Studies have shown that companies that align the goals of individual employees with that of the organisation experience dramatic performance improvements. However, it can be challenging to set performance maximisation targets without experiencing harmful side-effects. Employees may try to achieve performance targets in ways that are not desirable to the organisation and negative attitudes can cause lack of motivation and a decline in company morale. Companies should be cognisant of data manipulation, which is another key concern in setting performance targets. It all starts with establishing the company’s mission and vision before bringing management and the employees into the fold. A company may opt to measure company growth by the number of lives that were impacted by their products, rather than the profits and income that was generated. Employees will feel that they are a part of something bigger than just a profit margin. Cynics might question the efficacy of such an altruistic view, but it does help employees and clients alike to form an emotional connection with the organisation. Mid-level managers who are tasked with negotiating reporting-related politics to senior managers may find motivational strategies more cumbersome. One way to handle that, is to figure out what motivates each individual staff member.
Managers are faced with the mammoth task to establish performance targets and measures that provide direction and purpose to individual employees at different levels and in different parts of an organisation. There are four key areas to consider:
1. OWNERSHIP CULTURE
Performance rewards can cultivate an ownership culture within an organisation. When a certain department achieves a performance target, the organisation could invest in technology or tools that will improve work conditions for them. Considering the financial and non-financial rewards employees will achieve for hitting performance targets should be considered regardless of the selected approach. Likewise, penalties for failing to reach a target are also important.
2. MONITORING PERFORMANCE
Managers must implement an information flow system with adequate performance monitoring and learning support. To do so, managers must differentiate between and implement:
Feedback – a tool that enables employees to undertake corrective actions.
Feedforward – information that enables organisations to learn and generate ideas, make plans and implement strategies. Ensuring that these systems are in place will support communication regarding targets and performance information.
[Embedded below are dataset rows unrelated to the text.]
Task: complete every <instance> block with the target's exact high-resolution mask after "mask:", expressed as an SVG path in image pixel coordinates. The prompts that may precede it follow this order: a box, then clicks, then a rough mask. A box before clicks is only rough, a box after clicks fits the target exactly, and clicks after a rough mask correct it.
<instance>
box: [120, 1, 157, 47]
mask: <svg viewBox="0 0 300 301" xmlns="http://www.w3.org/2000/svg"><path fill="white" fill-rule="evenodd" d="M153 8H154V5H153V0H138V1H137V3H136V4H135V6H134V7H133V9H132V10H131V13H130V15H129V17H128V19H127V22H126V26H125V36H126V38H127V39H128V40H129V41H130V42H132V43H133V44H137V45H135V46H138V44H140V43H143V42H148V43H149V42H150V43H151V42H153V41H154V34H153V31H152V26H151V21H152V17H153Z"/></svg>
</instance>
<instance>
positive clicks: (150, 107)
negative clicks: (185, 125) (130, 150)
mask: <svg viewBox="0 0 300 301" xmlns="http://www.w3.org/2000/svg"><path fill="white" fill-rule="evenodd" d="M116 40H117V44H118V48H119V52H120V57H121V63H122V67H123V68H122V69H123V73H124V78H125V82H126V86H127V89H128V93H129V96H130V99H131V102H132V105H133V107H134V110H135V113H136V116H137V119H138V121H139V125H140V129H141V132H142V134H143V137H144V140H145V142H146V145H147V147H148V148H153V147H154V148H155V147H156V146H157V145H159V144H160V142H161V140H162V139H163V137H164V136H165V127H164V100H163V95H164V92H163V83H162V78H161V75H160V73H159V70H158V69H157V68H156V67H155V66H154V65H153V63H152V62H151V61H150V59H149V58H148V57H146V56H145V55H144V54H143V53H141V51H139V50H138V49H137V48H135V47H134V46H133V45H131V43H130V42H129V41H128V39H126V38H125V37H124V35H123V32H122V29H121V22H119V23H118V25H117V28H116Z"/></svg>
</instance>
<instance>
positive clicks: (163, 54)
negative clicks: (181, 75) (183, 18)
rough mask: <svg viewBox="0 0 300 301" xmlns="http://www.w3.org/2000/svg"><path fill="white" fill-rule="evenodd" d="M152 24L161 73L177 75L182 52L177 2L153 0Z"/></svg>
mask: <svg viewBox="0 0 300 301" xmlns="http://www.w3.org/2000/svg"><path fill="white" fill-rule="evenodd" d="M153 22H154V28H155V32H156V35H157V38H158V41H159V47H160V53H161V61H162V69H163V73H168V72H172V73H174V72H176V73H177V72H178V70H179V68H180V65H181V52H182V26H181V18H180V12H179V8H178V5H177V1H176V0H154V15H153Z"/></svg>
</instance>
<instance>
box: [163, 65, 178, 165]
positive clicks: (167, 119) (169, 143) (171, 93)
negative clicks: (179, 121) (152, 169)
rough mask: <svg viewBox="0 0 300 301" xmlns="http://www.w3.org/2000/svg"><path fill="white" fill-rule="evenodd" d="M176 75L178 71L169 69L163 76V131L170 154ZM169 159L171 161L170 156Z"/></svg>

3. PERFORMANCE INFORMATION AND EMPLOYEE EVALUATIONS
The way in which performance information is used is the single most important factor that influences employee behaviour. Managers must consider the behavioural implications of a flexible or rigid performance evaluation. Rigid evaluation styles base evaluation purely on employees’ ability to meet targets. That means that employees who don’t achieve the targets will be given an unfavourable evaluation, irrespective of other factors, which might be considered in a more flexible approach. The flexible approach also uses target information as a performance indicator, but the evaluation is also conscious of other aspects. Managers must consider whether it is worthwhile to use a different evaluation style in order to attain positive outcomes
at the different organisational levels and in different settings. In today’s competitive business climate, it is more important than ever to align organisational goals with employee decisions. Target setting and performance measures will continue to play a fundamental goal in the business world, and managers have complex decisions to make. They must constantly reflect on their approaches and adapt it in order to maximise individual employee and organisational performance.